Objective: Infertility and reproductive impairment can be compromised by abnormalities in both endocrine and immune system. TNF-α promotes apoptotic cell death in fetal membrane tissues and pro-inflammatory, proapoptotic, and procoagulant properties of TNF-α probably contribute to widely accepted abortogenic profile of this cytokine. The aim of this study was to assess the alteration in the levels of TSH, FT3, FT4, TNF-α, osteopontin in pregnant and controls.
Methods: Study subjects were 28 pregnant women, 28 non-pregnant women, and 28 healthy controls. All subjects underwent venous blood drawing for levels of TNF-α, osteopontin, and also hormonal assays including the levels of anti-TPO, anti-TG antibodies, TSH, FT3, FT4.
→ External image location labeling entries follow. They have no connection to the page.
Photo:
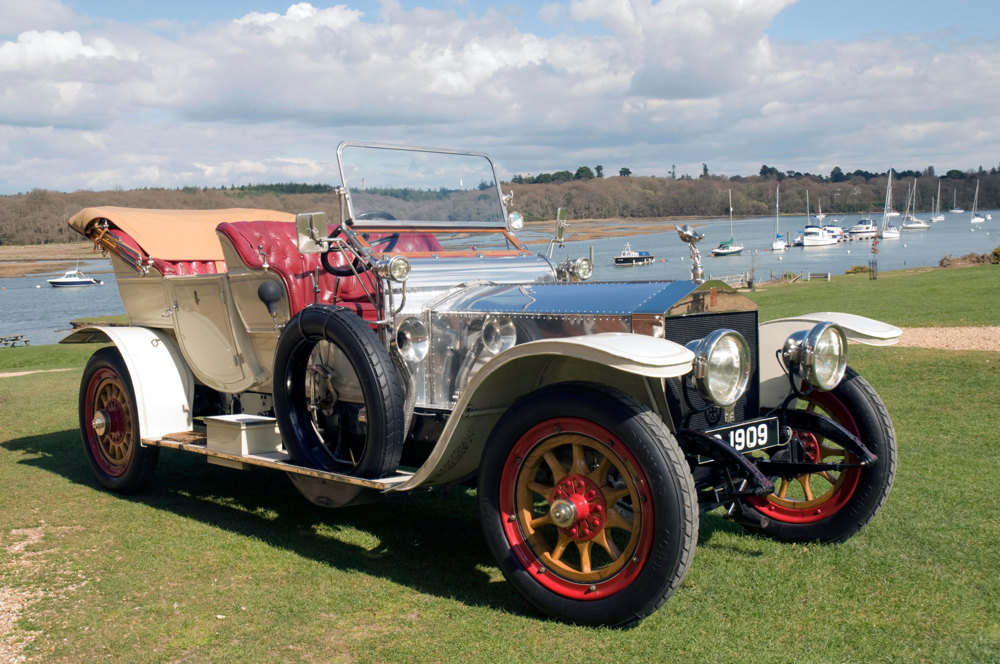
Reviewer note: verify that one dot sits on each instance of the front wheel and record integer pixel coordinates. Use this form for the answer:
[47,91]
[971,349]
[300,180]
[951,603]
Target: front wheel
[109,425]
[587,504]
[831,506]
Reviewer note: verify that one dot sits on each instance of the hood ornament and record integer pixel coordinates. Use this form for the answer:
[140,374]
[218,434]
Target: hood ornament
[692,237]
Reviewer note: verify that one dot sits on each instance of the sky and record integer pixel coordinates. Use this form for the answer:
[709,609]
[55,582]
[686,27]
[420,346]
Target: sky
[102,95]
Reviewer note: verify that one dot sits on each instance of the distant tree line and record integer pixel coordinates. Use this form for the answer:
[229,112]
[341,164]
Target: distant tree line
[39,216]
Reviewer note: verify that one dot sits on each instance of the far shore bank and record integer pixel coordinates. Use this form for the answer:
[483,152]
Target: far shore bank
[32,259]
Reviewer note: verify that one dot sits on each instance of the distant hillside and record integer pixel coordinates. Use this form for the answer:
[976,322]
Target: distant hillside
[40,216]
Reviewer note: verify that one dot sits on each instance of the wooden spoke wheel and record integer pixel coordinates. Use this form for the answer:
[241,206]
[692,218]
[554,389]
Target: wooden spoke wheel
[587,504]
[827,505]
[109,425]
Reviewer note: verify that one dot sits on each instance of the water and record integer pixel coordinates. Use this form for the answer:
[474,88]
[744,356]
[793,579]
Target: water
[42,314]
[954,236]
[29,306]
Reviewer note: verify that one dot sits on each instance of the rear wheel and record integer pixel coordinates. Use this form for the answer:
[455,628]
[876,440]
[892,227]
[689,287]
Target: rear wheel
[831,506]
[109,425]
[587,504]
[337,398]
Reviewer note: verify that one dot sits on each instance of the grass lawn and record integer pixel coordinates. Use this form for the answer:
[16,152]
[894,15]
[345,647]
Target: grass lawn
[928,297]
[217,565]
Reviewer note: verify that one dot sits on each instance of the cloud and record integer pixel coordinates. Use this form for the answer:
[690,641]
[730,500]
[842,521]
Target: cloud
[267,96]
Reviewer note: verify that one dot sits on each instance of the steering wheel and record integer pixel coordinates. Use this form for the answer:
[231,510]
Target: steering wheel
[375,214]
[359,265]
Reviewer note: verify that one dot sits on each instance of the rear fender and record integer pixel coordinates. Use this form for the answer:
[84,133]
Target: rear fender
[774,385]
[162,382]
[633,363]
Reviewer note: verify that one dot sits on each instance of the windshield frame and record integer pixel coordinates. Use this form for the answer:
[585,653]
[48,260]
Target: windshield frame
[411,224]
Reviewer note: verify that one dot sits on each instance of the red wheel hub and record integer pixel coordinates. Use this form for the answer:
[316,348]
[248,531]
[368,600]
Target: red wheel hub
[578,507]
[812,511]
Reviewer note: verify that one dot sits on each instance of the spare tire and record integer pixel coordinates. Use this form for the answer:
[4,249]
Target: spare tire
[337,398]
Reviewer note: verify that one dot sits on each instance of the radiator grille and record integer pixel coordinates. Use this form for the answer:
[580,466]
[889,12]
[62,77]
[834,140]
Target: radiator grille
[682,329]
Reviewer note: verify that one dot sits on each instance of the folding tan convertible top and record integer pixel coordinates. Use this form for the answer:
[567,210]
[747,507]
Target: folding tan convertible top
[173,235]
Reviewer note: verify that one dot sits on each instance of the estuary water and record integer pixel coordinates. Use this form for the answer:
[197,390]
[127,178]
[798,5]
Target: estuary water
[29,306]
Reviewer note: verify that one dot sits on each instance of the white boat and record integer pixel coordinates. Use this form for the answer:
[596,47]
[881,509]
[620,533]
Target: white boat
[910,220]
[888,231]
[816,236]
[819,215]
[779,243]
[74,278]
[834,231]
[863,230]
[728,247]
[976,217]
[954,207]
[937,216]
[628,256]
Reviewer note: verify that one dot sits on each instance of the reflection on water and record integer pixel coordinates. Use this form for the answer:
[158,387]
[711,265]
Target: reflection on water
[29,306]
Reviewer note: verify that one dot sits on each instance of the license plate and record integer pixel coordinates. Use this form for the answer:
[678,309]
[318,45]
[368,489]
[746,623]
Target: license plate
[747,436]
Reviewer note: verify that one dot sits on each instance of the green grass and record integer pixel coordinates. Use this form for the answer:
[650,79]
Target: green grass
[217,565]
[911,298]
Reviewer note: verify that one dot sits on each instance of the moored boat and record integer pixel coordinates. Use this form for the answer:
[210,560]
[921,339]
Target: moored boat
[863,230]
[729,247]
[816,236]
[74,278]
[629,256]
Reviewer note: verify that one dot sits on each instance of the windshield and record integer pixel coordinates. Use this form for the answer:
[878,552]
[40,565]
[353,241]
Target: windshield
[419,186]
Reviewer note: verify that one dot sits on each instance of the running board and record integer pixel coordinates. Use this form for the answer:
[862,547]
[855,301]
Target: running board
[196,442]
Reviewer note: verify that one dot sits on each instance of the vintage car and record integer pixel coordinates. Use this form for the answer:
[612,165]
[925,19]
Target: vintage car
[417,342]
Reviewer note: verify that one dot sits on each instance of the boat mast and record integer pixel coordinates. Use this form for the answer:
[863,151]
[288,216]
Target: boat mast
[730,215]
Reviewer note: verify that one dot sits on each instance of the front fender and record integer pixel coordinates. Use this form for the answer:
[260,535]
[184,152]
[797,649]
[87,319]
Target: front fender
[163,384]
[773,333]
[633,363]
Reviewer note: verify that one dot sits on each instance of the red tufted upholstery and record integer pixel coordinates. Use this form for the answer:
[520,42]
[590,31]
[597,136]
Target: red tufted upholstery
[167,268]
[277,240]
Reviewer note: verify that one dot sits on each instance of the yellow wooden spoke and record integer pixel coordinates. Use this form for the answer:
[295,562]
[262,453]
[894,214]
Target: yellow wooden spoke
[558,472]
[828,477]
[612,496]
[579,465]
[607,544]
[616,520]
[540,521]
[597,474]
[560,546]
[542,490]
[584,548]
[806,489]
Results: Both patient and control groups are similar in terms of age. Pregnancy age in conceived patients is 23.64 ± 2.040. No statistically meaningful relation was found in correlation analysis between TNF-α and osteopontin among the groups (p = 0.963). Anti-thyroglobuline antibody and anti-microsomal antibody levels were found to be higher in patients with non-pregnant patients with Hashimoto thyroiditis than the control group (p < 0.001). No statistically meaningful relation was found in terms of TNF-α (p = 0.66) and osteopontin serum levels (p = 0.50) in patient groups with or without miscarriage history.
Conclusions: In our study, no statistically meaningful relation was found in terms of TNF-α and osteopontin serum levels in patient groups with and without miscarriage history.